What I do raise objection to, no, strike that, what I hate with a passion is
the people at the front of the queue who appear to have forgotten why they are
there.
Imagine the situation:
Your day starts out fine, you pop to the shops in your break
to grab some lunch, stopping to take some money out of the bank on route.
There are three cashpoint machines, of course two of them
are out of action, as they always appear to be, so a queue of around three
people are waiting.
Not too bad, not too bad at all you think. How wrong can you
be?
The first person is using the cashpoint to check the balance
of every account they own, fair enough, that’s what they are for. The second
draws their cash and leaves.
The end is in sight, or so you thought, but then the third
person can’t find their bank card, why is it not in their hand ready? Did they
not realise five minutes ago when they joined the queue that it would be
needed?
Tensions are rising.
What feels like a few minutes (but is possibly just 40
seconds or so) of scrambling in their bag produces the purse in which the card
is housed and inserted into the machine, cash out and away. At last.
On to the supermarket to get some milk for the office. A
scan of the queues reveals the shortest one and you make your way to it.
You arrive a split second behind a woman pushing a months
worth of groceries in a trolley. Does she use a little common sense and allow
you to just nip in front whilst she is unpacking?

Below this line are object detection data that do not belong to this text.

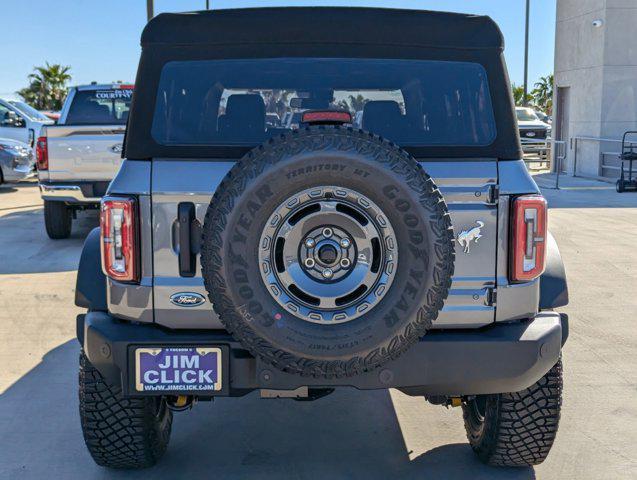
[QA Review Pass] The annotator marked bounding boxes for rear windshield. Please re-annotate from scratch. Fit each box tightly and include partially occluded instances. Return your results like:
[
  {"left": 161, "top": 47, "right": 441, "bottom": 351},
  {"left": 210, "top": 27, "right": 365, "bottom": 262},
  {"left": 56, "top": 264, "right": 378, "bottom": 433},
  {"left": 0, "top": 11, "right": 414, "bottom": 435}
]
[
  {"left": 66, "top": 87, "right": 133, "bottom": 125},
  {"left": 151, "top": 58, "right": 496, "bottom": 146}
]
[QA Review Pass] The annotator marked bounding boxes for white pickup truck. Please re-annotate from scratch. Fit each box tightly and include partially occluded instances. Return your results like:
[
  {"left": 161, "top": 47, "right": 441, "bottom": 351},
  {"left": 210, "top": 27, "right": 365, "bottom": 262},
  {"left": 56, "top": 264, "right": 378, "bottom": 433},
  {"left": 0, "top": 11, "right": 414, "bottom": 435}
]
[{"left": 36, "top": 83, "right": 133, "bottom": 239}]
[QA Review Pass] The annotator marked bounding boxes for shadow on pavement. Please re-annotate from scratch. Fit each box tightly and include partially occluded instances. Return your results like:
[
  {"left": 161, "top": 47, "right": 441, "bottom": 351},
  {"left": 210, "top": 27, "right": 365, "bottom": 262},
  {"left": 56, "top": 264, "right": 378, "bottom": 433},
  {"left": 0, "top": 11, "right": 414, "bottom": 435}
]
[
  {"left": 0, "top": 183, "right": 18, "bottom": 195},
  {"left": 0, "top": 208, "right": 99, "bottom": 274},
  {"left": 0, "top": 340, "right": 535, "bottom": 479}
]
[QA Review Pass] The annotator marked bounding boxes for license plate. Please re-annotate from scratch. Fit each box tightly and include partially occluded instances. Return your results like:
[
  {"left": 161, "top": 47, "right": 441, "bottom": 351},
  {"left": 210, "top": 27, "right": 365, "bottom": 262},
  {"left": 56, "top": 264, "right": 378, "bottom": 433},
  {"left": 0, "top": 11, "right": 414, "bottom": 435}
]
[{"left": 135, "top": 347, "right": 222, "bottom": 392}]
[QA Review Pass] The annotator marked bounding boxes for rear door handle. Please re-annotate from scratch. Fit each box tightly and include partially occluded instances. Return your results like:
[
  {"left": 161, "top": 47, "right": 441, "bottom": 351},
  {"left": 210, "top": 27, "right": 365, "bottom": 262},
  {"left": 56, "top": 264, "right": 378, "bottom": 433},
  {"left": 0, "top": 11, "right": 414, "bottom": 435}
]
[{"left": 177, "top": 202, "right": 201, "bottom": 277}]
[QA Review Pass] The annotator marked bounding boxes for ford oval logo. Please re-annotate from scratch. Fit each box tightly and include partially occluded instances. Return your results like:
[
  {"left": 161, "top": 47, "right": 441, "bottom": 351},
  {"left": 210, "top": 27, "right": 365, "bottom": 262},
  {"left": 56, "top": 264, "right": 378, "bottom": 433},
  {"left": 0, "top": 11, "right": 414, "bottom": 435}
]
[{"left": 170, "top": 292, "right": 206, "bottom": 307}]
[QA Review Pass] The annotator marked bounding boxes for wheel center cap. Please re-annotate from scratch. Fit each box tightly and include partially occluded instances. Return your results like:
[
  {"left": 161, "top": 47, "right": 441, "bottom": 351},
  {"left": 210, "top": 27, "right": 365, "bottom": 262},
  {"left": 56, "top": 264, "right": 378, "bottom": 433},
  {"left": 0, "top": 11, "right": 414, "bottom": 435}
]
[{"left": 318, "top": 245, "right": 338, "bottom": 265}]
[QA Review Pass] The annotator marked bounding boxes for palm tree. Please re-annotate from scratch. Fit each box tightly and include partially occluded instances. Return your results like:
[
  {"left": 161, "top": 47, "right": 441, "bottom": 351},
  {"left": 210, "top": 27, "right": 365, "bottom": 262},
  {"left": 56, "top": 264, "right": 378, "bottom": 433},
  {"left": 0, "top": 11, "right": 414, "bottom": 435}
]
[
  {"left": 17, "top": 62, "right": 71, "bottom": 110},
  {"left": 511, "top": 83, "right": 533, "bottom": 107},
  {"left": 532, "top": 74, "right": 553, "bottom": 115}
]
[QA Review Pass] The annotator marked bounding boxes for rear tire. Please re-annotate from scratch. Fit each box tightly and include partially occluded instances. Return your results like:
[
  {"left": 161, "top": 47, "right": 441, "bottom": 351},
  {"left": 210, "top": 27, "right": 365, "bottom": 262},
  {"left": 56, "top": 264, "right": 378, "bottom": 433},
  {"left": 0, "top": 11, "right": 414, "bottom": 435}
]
[
  {"left": 44, "top": 200, "right": 73, "bottom": 240},
  {"left": 615, "top": 179, "right": 626, "bottom": 193},
  {"left": 79, "top": 353, "right": 172, "bottom": 469},
  {"left": 462, "top": 360, "right": 562, "bottom": 467}
]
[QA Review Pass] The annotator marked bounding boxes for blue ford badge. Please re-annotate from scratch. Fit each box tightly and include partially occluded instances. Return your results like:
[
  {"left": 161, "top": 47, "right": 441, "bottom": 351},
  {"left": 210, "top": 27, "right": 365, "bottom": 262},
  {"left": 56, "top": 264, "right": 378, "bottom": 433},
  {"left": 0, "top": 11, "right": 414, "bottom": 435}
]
[{"left": 170, "top": 292, "right": 206, "bottom": 307}]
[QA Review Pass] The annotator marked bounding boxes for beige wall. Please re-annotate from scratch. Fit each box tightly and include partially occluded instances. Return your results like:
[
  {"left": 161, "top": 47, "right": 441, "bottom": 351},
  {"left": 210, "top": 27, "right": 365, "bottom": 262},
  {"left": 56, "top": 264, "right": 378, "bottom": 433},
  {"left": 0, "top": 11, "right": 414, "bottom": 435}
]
[{"left": 555, "top": 0, "right": 637, "bottom": 176}]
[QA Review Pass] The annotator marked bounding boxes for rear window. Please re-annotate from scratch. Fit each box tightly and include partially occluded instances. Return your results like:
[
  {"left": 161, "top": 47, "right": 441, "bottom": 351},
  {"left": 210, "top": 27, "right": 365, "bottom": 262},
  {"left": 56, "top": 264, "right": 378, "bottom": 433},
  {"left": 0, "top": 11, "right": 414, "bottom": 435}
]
[
  {"left": 66, "top": 87, "right": 133, "bottom": 125},
  {"left": 151, "top": 58, "right": 496, "bottom": 146}
]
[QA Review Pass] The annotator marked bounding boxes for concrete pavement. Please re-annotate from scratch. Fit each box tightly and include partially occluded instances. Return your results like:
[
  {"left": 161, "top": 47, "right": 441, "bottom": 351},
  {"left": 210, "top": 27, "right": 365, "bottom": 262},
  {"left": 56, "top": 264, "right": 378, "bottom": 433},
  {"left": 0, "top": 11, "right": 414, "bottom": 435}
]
[{"left": 0, "top": 177, "right": 637, "bottom": 479}]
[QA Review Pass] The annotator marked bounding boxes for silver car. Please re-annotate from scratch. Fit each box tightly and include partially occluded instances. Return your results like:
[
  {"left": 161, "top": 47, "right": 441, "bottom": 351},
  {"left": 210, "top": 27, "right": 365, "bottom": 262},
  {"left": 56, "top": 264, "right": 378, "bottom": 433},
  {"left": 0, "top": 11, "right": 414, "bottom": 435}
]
[{"left": 0, "top": 138, "right": 35, "bottom": 183}]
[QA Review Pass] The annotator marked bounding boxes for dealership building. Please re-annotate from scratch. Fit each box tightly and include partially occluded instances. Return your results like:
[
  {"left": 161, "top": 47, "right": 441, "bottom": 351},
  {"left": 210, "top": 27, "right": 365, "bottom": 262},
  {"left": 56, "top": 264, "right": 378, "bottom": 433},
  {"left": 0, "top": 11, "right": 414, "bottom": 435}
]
[{"left": 553, "top": 0, "right": 637, "bottom": 178}]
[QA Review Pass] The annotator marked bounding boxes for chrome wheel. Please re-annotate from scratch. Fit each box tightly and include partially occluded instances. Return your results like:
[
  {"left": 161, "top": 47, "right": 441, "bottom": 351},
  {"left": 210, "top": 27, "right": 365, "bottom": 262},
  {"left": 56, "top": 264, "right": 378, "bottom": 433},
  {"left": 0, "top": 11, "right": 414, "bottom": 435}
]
[{"left": 259, "top": 186, "right": 398, "bottom": 324}]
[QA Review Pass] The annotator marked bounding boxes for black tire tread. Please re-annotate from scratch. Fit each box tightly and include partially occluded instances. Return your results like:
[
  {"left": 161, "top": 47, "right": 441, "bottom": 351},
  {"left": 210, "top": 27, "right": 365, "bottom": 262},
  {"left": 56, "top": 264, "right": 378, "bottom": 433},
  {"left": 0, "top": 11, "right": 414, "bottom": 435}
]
[
  {"left": 44, "top": 200, "right": 73, "bottom": 240},
  {"left": 463, "top": 360, "right": 562, "bottom": 467},
  {"left": 201, "top": 126, "right": 455, "bottom": 378},
  {"left": 79, "top": 353, "right": 172, "bottom": 469}
]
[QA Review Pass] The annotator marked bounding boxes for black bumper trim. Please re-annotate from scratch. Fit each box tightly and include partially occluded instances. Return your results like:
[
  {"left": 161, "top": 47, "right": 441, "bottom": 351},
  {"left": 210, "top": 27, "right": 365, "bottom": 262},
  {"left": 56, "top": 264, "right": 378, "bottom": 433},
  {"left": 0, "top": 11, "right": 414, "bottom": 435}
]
[{"left": 78, "top": 312, "right": 565, "bottom": 396}]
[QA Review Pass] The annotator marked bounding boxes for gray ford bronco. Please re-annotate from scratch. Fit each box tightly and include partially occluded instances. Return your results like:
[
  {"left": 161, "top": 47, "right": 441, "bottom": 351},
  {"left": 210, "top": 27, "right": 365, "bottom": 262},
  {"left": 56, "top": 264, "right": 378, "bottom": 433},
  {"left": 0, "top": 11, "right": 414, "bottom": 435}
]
[{"left": 76, "top": 8, "right": 568, "bottom": 468}]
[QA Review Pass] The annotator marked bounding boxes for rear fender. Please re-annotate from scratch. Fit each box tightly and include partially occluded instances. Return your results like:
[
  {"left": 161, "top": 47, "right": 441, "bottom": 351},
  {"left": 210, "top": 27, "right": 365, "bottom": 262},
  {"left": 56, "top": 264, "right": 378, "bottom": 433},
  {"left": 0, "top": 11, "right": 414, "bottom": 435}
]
[
  {"left": 75, "top": 227, "right": 108, "bottom": 312},
  {"left": 540, "top": 233, "right": 568, "bottom": 310}
]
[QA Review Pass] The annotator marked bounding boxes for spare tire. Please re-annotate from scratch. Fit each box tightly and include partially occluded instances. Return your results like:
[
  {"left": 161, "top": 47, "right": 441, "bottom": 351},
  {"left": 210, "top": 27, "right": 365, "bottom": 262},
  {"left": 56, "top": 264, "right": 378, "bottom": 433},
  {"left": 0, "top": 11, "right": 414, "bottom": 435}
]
[{"left": 201, "top": 126, "right": 455, "bottom": 378}]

Does she hell? Ten minutes later you finally get to pay.
A quick stop at a fast food restaurant (fast food and restaurant,
isn’t that joke in itself? Don’t even get me started on that) to get something
to eat before returning to work should be simple enough.
You decide what you are going to have on the drive there so
you are ready to order. Don’t you?
However, everybody else in the queue must have been
transported there by some form of materialisation where they didn’t even know where
they were going by the sound of all the: “Ummm” and “Ahhh, I’m not sure what to
order” comments.
Did you have your car on auto drive? Did you black out and
wake up at the front of the queue in KFC thinking you had gone to get a
newspaper. Order the damn chicken and move on!